In this way, it is an extremely useful chapter for those not familiar with time-series analysis. Specifically, this chapter introduces the concept of intrinsic versus extrinsic mortality cycles. While much of the later chapters increase in complexity, Chapter 3 provides a solid introduction that acts as a foundation on which subsequent chapters build. Chapters 4 and 5 explore one of the real advantages of mathematical epidemiology for historical demography ö the ability to model population processes and then compare model prediction or outcomes to observable outcomes from the data themselves. Chapters 6 through 8 provide a series of illustrations for understanding the impact of short-wave or exogenous mortality cycles (grains prices, wool prices) and their interactions with the general demographic features of a population (fertility rates, infant mortality etc) and long-wave or exogenous cycles associated with epidemic diseases. One of the nice features of this book is again illustrated in this section whereby subsequent chapters continue to build on evidence presented in previous case studies, while at the same time remaining independent enough for use as individual methodological references.

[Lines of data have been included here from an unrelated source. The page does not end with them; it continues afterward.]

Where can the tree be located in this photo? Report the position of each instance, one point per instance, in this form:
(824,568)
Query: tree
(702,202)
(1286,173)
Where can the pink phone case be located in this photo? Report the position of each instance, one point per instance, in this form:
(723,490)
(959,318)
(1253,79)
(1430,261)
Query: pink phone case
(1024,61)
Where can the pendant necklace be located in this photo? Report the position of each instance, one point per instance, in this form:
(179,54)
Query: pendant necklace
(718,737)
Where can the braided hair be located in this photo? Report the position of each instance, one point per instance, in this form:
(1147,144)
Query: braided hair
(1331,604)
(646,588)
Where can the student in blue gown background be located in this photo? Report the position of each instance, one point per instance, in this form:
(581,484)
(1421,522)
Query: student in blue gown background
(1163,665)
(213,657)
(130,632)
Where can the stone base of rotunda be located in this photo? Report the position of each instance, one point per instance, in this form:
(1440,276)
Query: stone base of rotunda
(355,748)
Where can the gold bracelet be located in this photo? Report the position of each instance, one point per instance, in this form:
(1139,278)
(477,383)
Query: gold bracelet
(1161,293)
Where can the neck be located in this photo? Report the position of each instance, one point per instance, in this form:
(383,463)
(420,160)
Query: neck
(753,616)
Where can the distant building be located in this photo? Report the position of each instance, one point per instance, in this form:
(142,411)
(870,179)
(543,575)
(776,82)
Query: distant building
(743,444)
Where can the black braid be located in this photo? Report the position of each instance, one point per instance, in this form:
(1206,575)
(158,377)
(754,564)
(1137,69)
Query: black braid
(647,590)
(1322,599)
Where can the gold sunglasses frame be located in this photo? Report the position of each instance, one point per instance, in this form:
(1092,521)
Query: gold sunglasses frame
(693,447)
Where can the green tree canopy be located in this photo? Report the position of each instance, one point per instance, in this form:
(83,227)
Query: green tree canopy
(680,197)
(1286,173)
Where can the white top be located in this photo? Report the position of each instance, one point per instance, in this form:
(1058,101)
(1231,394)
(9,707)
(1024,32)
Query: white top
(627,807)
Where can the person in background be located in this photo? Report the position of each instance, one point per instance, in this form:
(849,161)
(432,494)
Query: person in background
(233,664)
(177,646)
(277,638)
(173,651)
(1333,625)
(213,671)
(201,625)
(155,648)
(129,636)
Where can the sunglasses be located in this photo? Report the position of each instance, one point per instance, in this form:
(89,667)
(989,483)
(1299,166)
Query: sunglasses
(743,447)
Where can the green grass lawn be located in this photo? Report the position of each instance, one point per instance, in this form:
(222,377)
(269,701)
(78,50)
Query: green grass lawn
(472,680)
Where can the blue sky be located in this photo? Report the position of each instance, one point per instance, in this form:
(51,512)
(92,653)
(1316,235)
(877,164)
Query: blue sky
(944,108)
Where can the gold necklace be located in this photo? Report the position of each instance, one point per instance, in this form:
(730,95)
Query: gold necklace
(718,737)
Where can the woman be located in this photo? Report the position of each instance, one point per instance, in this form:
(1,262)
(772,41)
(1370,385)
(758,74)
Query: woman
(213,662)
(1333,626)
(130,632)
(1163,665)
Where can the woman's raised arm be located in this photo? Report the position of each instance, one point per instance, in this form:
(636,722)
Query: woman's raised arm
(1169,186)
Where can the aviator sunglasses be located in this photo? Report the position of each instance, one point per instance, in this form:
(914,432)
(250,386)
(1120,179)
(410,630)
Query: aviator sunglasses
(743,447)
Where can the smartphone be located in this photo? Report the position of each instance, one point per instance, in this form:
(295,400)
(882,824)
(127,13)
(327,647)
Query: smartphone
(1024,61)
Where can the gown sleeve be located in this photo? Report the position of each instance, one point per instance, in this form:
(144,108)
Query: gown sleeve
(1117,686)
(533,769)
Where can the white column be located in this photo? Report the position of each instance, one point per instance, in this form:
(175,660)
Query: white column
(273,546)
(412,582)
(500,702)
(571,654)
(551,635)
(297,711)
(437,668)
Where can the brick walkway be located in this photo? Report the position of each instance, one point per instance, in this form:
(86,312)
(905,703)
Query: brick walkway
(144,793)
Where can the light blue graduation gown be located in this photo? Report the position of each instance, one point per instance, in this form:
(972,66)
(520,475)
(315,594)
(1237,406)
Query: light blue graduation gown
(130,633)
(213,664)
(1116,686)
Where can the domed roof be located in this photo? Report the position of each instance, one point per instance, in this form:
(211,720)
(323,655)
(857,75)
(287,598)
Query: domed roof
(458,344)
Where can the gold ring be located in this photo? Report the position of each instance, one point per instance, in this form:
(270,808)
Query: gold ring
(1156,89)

Chapters 9 through 13 present a series of cases studies focused primarily on smallpox, measles and Whooping Cough in London, to illustrate various approaches to modelling disease processes in historical populations. These are probably the most rigorous chapters for the non-specialist as they provide a series of in-depth illustrations of the power of mathematical epidemiology for addressing historical demographic questions. Key issues addressed include inter-epidemic interval, changes in age-specific susceptibility, population structure, the effects of co-dependent variables like temperature or nutrition and even interactions among multiple diseases. The latter is particular relevant as too often analyses model the impact of specific diseases independent of one another. While this adds to computational ease it is an undesirable approach since we know that causes of death do not operate independently of one another.

Chapter 14 presents a large-scale illustration of the analytical techniques presented in the previous 5 chapters. This forms as a lead-in to the final chapter that argues succinctly for the power of time-series methods for meta-analyses in historical demography. Here the authors reiterate that one of the strengths of the techniques presented in this volume is the ability to differentiate endogenous mortality cycles related to broader interactions of demographic structure versus exogenous mortality cycles that can be detected independently, but likely have interactions with other changes socio-economic factors.

Overall, the book is highly recommended to anyone interested in learning more quantitative approaches to disease-mortality-environment interactions in historical demographic data. Useable as both a reference source and a teaching manual, it will serve as an invaluable research tool for historical demographers, quantitative historians, historical geographers, historical epidemiologists, and related specialists.